Ankara Üniversitesi Hukuk Fakültesinin rozeti, Adalet Tanrıçası bakire kadın “THEMİS”İ temsil eder…
Gözleri bağlı, bir elinde terazi, bir elinde kılıç, bakire Adalet Tanrıçasının bu özelliklerinin anlamı, Hukuk fakültesi birinci sınıfına başlayan tüm öğrencilerin ABECE’sidir…
Terazi: Adaletin eşit ve dengeli şekilde dağıtılmasını,
Kılıç: Adaletin keskinliğini, (mutlaka uyulması gerektiğini)
Bağlı gözler: Adaletin tarafsızlığını,
Bakire Kadın: Adaletin bağımsızlığını,
Simgeler…
Tarafsız ve adil bir adalet için bu değişmez kuralara göre adalet dağıtması gereken yargı mensupları, ne yazık ki son yıllarda verdikleri kararlarla Adalet Tanrıçasının gözyaşı dökmesine neden oluyorlar…
Bu davranış nedeniyle gün geçtikçe adalete olan güven sarsıldıkça, yıllarını adalete vermiş biz adalet emeklilerinin de içi acımaktadır…
Yapılan hukuksuzluklar karşısında, kimi adalet savunucuları, faşist dönem olarak anılan 12 Eylül’de bile bu kadar adaletsizlik yapılmadı diye haklı olarak yakınıyorlar…
12 Eylül sonrası kurulan ve sivil Cumhuriyet Savcıları ile Yargıçların da görevlendirildiği Sıkıyönetim Mahkemelerinde 3 yıl, devamında kurulan Devlet Güvenlik Mahkemelerinde 4 yıl çalışan biri olarak bu yakınmalara hak vermemek olası değildir…
12 Eylül faşizmine, adalet adına nasıl direndiğimizi yaşadığım bir olayla açıklamak istiyorum…
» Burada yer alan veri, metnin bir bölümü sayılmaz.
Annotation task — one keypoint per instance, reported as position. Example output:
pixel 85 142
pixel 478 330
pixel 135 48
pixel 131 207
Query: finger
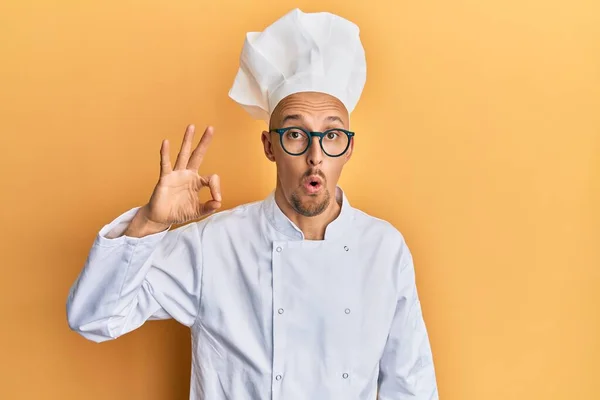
pixel 165 162
pixel 208 207
pixel 186 148
pixel 200 150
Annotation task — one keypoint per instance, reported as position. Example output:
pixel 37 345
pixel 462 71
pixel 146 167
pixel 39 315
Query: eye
pixel 296 134
pixel 332 135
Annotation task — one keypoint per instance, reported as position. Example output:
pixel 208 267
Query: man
pixel 298 296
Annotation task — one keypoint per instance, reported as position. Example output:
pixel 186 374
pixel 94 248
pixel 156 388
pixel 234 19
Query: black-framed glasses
pixel 295 141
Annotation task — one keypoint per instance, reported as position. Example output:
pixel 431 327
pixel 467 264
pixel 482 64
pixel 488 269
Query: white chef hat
pixel 300 52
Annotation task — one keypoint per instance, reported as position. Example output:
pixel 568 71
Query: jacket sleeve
pixel 406 370
pixel 126 281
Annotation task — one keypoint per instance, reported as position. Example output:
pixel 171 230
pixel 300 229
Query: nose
pixel 314 154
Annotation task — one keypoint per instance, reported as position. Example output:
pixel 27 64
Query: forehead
pixel 310 105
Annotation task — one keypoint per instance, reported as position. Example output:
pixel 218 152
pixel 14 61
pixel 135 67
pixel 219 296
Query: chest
pixel 332 295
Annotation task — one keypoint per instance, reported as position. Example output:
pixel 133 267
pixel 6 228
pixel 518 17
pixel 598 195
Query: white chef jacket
pixel 272 315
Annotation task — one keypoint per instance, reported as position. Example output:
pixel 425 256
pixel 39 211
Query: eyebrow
pixel 298 117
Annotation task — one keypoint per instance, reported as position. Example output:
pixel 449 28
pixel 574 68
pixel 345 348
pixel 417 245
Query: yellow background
pixel 478 136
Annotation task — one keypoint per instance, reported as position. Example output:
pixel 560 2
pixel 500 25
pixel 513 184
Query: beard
pixel 312 207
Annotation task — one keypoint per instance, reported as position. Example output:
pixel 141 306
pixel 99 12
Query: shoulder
pixel 383 235
pixel 377 227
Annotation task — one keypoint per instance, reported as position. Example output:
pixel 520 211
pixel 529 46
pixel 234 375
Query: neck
pixel 313 228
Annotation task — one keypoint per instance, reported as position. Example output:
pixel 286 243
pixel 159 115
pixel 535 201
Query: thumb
pixel 209 207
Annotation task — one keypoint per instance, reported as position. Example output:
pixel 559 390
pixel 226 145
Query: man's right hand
pixel 175 198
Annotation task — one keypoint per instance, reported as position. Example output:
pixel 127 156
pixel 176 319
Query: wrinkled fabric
pixel 272 315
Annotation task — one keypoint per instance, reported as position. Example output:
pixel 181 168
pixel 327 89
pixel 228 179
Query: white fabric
pixel 300 52
pixel 272 316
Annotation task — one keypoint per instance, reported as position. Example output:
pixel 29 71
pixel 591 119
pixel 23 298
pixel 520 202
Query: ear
pixel 348 153
pixel 268 146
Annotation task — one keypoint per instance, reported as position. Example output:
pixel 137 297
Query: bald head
pixel 310 109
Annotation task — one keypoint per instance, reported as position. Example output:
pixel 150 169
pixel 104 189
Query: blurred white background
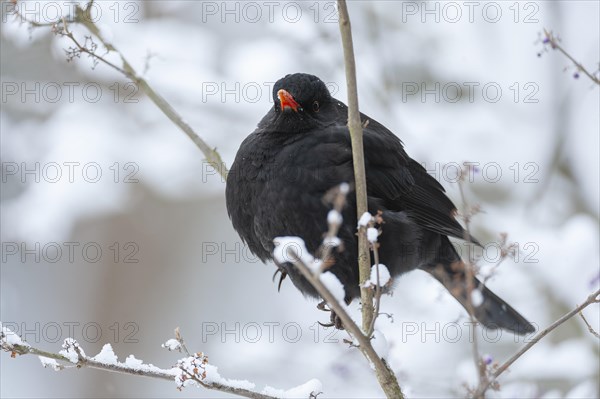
pixel 169 256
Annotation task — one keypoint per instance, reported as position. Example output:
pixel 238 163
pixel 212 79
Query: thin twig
pixel 85 361
pixel 385 375
pixel 589 326
pixel 593 298
pixel 356 134
pixel 480 365
pixel 83 17
pixel 553 41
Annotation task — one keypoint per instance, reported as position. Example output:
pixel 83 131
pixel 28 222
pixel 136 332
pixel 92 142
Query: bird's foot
pixel 281 278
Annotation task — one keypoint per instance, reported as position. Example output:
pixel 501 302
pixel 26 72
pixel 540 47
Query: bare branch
pixel 356 134
pixel 553 41
pixel 83 17
pixel 590 328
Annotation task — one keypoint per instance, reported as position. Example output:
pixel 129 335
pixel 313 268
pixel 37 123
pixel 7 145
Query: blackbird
pixel 300 150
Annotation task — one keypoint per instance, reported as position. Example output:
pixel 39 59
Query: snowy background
pixel 169 256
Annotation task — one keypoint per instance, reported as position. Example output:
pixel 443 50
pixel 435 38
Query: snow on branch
pixel 293 250
pixel 191 370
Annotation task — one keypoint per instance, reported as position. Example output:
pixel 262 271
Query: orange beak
pixel 287 101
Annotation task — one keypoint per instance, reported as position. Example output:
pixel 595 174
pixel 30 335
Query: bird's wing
pixel 404 185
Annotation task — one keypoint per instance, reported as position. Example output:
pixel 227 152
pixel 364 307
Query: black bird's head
pixel 300 102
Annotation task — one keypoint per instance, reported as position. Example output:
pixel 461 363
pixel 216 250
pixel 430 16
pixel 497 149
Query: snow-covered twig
pixel 375 279
pixel 553 41
pixel 385 375
pixel 360 176
pixel 589 326
pixel 482 388
pixel 83 17
pixel 189 370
1983 seçimleri öncesinde Konsey üyelerince seçime sokulmaları sakıncalı görülen Parti Başkanları ile ilgili soruşturmalardır. Sıkıyönetim Yasasının 17. maddesine göre, gerek Konsey üyelerinin (İhtilalin üst Komuta kademesindeki 5 General) gerekse Sıkıyönetim Komutanlarının yayınladıkları emirlere aykırı davranmak suç oluşturuyordu. Bu maddede ön görülen ceza Sıkıyönetimde uygulanan en hafif cezaydı. Seçim öncesi Konsey tarafından yayınlanan bir emirle, bir siyasi partinin açıkça bir diğer partiyi desteklemesi veya onunla birleşmesi yasaklanmıştı. SODEP ve DOĞRU YOL Partilerinin seçime girmelerine de izin verilmemişti. Olağanüstü olan bu dönemde hukuk ve demokrasi tamamen askıya alınmış, beş generalin ağzında çıkan her söz yasa haline gelmişti. Hukuktan güç almayan 12 Eylül harekâtı kısa sürede çok yönlü tepki gördü…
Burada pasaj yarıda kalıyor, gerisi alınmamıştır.